With its nearly Art Nouveau flourishes, the S-Class wins the interior beauty contest, but the 7 steals other categories. Where Merc’s infotainment system is still clunky after all these years, despite its glitzy new animations, BMW’s once-despised iDrive has become quite adroit in this fifth iteration. The rear seat stretches to 44.4 inches of legroom, 1.4 more than the Benz. And the BMW delivers one of the year’s most overlooked yet innovative features: A portable Samsung tablet, beautifully integrated into a folding rear console, that smoothly controls everything but the S&P 500. Pressing a button releases the Internet-enabled tablet so you can pluck it from its metal frame. With smartphone-based Apple CarPlay and Android Auto becoming de facto standards, BMW has anticipated that portable tablets with upgradeable software are the next logical evolution for car interfaces. Expect other luxury automakers to follow suit. And, while we hate to sound indiscreet, the slick tablet not only whips the fitful rear-seat controls in 7-Series’ main rivals, but also those(comparatively) primitive systems in a Bentley or BMW’s own Rolls-Royce brand. Add the optional airliner-style executive seat—a right-side massaging recliner with a powered footrest and fold-out table—and the BMW’s chauffeur-ready rear quarters get a  sense of occasion usually limited to Maybach.

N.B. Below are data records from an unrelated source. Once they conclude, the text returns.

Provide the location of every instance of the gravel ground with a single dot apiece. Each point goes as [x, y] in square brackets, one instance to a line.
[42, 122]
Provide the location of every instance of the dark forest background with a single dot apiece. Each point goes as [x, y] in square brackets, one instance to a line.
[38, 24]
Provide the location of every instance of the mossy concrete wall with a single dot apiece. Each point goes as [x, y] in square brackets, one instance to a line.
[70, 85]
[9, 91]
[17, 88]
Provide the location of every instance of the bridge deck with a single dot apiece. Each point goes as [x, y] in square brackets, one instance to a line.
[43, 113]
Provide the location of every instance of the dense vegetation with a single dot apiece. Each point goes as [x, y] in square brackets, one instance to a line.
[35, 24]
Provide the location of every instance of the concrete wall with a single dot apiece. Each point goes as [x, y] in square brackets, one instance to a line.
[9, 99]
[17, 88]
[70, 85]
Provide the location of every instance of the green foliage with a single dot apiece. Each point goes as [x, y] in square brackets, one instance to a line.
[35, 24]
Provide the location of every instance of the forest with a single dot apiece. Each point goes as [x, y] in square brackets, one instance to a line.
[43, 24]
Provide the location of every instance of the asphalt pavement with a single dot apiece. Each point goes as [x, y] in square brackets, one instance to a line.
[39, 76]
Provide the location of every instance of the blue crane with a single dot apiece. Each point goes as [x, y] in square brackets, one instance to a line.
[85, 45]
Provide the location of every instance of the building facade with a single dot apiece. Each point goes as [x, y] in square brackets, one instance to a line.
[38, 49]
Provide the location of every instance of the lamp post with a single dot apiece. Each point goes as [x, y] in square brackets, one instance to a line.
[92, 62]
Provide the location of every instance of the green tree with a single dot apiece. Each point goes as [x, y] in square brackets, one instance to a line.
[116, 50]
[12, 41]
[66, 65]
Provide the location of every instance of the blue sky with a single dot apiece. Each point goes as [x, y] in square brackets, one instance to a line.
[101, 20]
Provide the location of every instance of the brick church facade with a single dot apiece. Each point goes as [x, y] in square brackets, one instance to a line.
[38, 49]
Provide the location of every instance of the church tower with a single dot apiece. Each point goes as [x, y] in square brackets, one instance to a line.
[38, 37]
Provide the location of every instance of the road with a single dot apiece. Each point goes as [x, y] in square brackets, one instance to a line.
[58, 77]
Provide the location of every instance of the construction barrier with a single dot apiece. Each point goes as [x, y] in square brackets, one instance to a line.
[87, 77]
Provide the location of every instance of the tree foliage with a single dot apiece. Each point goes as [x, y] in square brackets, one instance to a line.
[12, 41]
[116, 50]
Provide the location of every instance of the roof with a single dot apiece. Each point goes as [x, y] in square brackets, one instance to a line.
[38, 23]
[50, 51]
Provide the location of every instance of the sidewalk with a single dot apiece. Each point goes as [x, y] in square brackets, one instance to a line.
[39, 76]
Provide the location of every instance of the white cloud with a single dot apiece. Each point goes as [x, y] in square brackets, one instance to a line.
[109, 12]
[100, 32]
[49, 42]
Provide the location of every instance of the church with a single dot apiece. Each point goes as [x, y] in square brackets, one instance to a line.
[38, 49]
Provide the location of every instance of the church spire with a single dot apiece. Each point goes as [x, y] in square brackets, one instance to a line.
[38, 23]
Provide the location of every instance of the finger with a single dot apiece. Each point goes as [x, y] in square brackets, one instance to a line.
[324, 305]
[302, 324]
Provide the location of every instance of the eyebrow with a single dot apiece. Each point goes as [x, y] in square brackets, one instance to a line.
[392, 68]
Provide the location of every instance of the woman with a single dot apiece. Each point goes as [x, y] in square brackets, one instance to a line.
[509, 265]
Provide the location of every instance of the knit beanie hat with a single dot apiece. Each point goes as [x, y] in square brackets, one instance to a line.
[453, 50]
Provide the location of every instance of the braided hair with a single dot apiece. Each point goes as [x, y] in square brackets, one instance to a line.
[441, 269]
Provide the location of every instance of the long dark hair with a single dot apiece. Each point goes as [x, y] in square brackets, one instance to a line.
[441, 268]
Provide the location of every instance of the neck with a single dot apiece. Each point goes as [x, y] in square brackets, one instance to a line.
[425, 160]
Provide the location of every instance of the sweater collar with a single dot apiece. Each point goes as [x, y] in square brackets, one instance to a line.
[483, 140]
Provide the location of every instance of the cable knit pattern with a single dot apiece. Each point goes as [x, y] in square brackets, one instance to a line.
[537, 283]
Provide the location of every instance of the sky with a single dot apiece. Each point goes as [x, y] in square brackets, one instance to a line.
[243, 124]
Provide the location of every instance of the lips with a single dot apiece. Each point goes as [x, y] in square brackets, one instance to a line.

Two other fingertip firsts distinguish the 7-Series. Gesture Control’s infrared camera lets you manage functions with hands sweeping the air, like something out of Minority Report. Twirl a finger in space to raise or lower audio volume. Point at the screen to accept an incoming phone call, or wave a haughty hand to dismiss it. Point two fingers at the screen to navigate home. At traffic lights, fellow drivers gave me odd looks as I twirled an invisible knob. (“Yo, check out the stoned rich dude...”) Sure, the feature is this close to superfluous gimmickry. But gesture control holds the germ of another good BMW idea.

For a final one-upper, whip out the Display Key. This remote fob with a 2.2-inch, Gorilla-glass LCD touchscreen It displays stuff like locking status or fuel level, and you can use it to preheat or cool the cabin. For now, the chunky fob seems best for hogging space in mens’ already overburdened pockets. But lucky Europeans can blow neighbors’ minds: The fob can remote-control the BMW into or out of a garage space. Yes, the 7-series is the world’s first production car that can drive itself with no human inside. Great for squeezing into tight garages, past greasy lawnmowers and kids’ bicycles, with no need to open doors. (Note: U.S. regulators, spoilsports, haven’t signed off on this feature yet).

Such lavish performance, technology and luxury doesn’t come cheap. This particular 750i xDrive reached $128,445—on par with an ambitiously equipped S-Class. Big spenders won’t flinch. For those who demand hands-on performance with their hands-off technology, the 7-Series is back in a big way. And if you happen to see a 7-Series owner gesturing as he passes the Mercedes, he’s not adjusting the radio.